Lily Allen

Alright, Still

Capitol

originally published March 14, 2007

Genre effects our experience of music so much that it's an inextricable part of a band's sound. We classify and judge styles of music so as to make quick assessments of the new: this sounds like techno, I hate techno, etc. But imagine if you heard the White Stripes and thought "blues band," and assessed "blues bands are stupid," or "this blues band can't play for shit" and dismissed the group.

This is Lily Allen's problem, because when you first hear her, she sounds like a white English girl badly singing Caribbean music. But her songs aren't actually reggae or calypso, they just use those sounds to complement her voice in pop songs, and this works amazingly well, especially once the album's secret weapon is in place: the massive, booming drums, which push back against the lightness of all that sun-baked flutter.

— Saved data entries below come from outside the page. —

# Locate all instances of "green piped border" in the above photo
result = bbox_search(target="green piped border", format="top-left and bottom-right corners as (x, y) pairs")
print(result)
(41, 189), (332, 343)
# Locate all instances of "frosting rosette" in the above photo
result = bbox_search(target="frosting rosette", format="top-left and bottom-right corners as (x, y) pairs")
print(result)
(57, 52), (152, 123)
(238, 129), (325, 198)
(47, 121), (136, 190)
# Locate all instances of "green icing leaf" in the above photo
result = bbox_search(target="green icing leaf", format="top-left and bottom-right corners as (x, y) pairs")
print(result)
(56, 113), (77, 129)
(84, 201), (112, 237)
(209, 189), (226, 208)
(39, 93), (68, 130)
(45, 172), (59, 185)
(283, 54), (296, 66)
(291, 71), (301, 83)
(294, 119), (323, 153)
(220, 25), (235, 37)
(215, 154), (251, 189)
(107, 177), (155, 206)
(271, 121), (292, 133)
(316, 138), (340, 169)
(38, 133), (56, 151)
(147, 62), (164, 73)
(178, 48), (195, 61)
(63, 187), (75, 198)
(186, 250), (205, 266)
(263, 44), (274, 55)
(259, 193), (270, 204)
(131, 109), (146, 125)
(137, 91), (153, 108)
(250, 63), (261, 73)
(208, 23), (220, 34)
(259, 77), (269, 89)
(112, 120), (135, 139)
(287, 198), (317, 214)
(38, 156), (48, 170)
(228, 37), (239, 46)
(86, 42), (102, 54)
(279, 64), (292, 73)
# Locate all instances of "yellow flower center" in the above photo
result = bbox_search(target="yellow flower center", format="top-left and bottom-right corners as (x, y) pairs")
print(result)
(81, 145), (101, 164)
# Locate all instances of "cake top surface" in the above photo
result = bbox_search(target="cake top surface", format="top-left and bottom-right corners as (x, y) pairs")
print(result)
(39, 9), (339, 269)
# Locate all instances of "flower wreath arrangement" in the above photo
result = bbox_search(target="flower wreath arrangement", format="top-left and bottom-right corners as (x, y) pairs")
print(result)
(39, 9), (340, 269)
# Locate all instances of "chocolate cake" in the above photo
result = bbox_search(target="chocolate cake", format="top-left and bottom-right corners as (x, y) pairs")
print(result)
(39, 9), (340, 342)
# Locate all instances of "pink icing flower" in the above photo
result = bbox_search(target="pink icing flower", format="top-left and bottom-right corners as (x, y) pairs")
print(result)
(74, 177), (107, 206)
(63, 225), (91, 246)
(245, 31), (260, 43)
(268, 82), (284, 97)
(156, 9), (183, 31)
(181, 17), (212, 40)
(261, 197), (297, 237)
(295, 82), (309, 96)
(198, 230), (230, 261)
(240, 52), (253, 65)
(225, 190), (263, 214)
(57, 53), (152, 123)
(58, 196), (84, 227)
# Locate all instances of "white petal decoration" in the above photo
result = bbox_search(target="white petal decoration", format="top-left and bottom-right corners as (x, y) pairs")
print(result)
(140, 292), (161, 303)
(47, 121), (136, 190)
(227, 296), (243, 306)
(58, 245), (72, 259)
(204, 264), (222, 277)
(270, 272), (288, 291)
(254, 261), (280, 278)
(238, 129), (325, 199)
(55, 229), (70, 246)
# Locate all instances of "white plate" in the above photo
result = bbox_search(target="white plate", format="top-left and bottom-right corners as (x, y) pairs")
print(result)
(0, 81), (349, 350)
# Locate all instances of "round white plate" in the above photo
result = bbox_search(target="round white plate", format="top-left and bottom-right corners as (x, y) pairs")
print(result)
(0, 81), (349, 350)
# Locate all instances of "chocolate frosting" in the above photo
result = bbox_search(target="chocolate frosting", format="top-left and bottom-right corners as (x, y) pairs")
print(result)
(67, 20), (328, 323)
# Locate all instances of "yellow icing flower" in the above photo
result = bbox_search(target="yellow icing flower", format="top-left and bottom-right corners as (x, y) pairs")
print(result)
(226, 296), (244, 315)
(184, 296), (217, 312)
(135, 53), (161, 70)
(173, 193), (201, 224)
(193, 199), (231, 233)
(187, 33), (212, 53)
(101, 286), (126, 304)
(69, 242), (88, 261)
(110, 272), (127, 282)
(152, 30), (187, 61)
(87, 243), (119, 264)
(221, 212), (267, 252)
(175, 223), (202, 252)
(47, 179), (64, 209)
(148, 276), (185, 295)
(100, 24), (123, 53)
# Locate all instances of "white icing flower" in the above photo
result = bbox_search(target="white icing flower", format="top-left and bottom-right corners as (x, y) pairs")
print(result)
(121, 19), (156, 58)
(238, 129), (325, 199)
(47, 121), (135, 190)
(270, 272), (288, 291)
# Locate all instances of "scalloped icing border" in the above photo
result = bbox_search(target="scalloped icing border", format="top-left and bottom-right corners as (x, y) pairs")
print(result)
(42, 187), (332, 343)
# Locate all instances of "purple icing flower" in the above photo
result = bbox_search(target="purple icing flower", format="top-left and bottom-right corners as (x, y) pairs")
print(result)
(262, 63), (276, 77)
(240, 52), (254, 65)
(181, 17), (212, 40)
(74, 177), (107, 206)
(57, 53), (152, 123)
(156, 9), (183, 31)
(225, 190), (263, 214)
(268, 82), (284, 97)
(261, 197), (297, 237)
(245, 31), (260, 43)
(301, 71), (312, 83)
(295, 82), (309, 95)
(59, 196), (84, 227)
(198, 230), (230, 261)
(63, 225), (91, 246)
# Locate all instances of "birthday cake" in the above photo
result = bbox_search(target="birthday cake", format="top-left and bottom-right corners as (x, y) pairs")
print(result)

Plus, the songs are good, chronicling and critiquing bad boys and bad girls in a way that's made some boys uncomfortable (always a good sign). Allen's voice lilts or jabs, as in "LDN," where the verses depict an urban hellscape while she trills up on the chorus: "Summer's in the sky oh why oh why / would I want to be anywhere else?" It's all pop in an outdated way, and in this it's like the Scissor Sisters, who could do a great cover of the Vaudevillian boogie of "Alfie," about her shiftless little brother. Like Allen herself, Alright, Still asks you to take it on its own terms. You should.